I don't know where to start other then by saying that writing saved my life, and I wanted to share that with you.
I came from a rough childhood. I faced abuse, neglect and exposure to crime and drugs. My father was a chronic hoarder, drug dealer and paranoid schizophrenic. I ended up moving out of home at fifteen, surviving off handouts and charity.
My mental health has been tumultuous. Depression, anxiety and PTSD have been common factors in my life, significantly impacting me throughout my late teen and adult years. Self harm and suicide attempts have been common place.
Initially I sought the help of a psychiatrist, however the only intervention that he gave to me was in the form of antidepressants. These saved my life, I was no longer at risk, but I was left feeling dull. It didn't give me a reason to live.
From there I was referred to a few different psychologists. I didn't have much luck, until I found one that specialized in dissociative identity disorder. I don't have multiple personalities, but I do tend to check in and out of reality, and struggle significantly with focus, in addition my episodic memory (memory of my past) is atrocious.
I finally had a breakthrough when she suggested I try to express myself artistically. I hated painting and sculpture, finding my lack of ability frustrating. However when I wrote about my past, I was able to express myself fully.
To my surprise, my memory was returning (along with some new memories), and most importantly, I began to feel better. So I decided to write about everything that happened. After two long years I had finally finished. It quite literally felt like a weight that I didn't know existed was lifted from my shoulders. I was free.
Now I am six weeks away from the birth of my first child, a boy. I am terrified of replicating my father's lifestyle and passing on to my son the issues of my past. Thankfully, my writing serves as a guide to what a parent can do to a child. Ironically, given my condition, I actually forget what I have written until I reread it. It is almost like I am rediscovering my own past from myself and learning lessons of parenting in the process.

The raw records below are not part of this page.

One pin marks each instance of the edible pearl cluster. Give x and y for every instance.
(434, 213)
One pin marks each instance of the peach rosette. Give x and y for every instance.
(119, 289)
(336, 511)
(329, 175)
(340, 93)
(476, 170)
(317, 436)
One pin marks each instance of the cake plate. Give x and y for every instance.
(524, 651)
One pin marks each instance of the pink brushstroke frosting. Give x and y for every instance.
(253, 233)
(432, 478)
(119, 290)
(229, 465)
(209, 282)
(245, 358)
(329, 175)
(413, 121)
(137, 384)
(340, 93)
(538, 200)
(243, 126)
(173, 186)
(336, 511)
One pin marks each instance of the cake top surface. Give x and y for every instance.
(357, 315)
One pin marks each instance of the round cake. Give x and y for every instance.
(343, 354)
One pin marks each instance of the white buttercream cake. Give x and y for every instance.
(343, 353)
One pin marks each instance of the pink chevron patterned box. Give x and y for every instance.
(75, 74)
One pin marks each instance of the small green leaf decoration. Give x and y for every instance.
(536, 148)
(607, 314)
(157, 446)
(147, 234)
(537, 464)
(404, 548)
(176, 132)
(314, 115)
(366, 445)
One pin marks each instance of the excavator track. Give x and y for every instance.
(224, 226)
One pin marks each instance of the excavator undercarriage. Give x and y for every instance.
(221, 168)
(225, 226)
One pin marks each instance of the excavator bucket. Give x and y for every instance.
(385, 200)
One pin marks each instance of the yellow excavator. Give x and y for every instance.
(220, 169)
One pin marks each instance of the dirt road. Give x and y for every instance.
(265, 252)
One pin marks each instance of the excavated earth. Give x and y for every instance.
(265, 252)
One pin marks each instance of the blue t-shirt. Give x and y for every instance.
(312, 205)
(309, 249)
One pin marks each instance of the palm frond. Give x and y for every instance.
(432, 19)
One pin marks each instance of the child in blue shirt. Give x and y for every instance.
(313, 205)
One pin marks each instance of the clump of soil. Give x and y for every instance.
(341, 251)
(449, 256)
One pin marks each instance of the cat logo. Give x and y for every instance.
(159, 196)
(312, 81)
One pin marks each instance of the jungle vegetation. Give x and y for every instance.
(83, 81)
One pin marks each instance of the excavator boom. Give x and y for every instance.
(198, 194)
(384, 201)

Sharing my story with other people has been an amazing experience. Not because it helps them to better understand my past, but rather because it has enabled them to start sharing their lives with me.
From reading my story, they found a safe person to share their story with. I found that a lot of seemingly happy and regular people have been struggling with repressed memories and trauma of their own. Through my writing, I have put into words what many people cannot or will not say. But seeing my example has inspired them to open up and talk. I am so happy that I am able to facilitate that healing, and would like to help as many people as possible.
I want my example to help inspire others towards recovery, healing and growth. There is too much hidden suffering in this world, too many needless suicides and too much stigma around mental illness.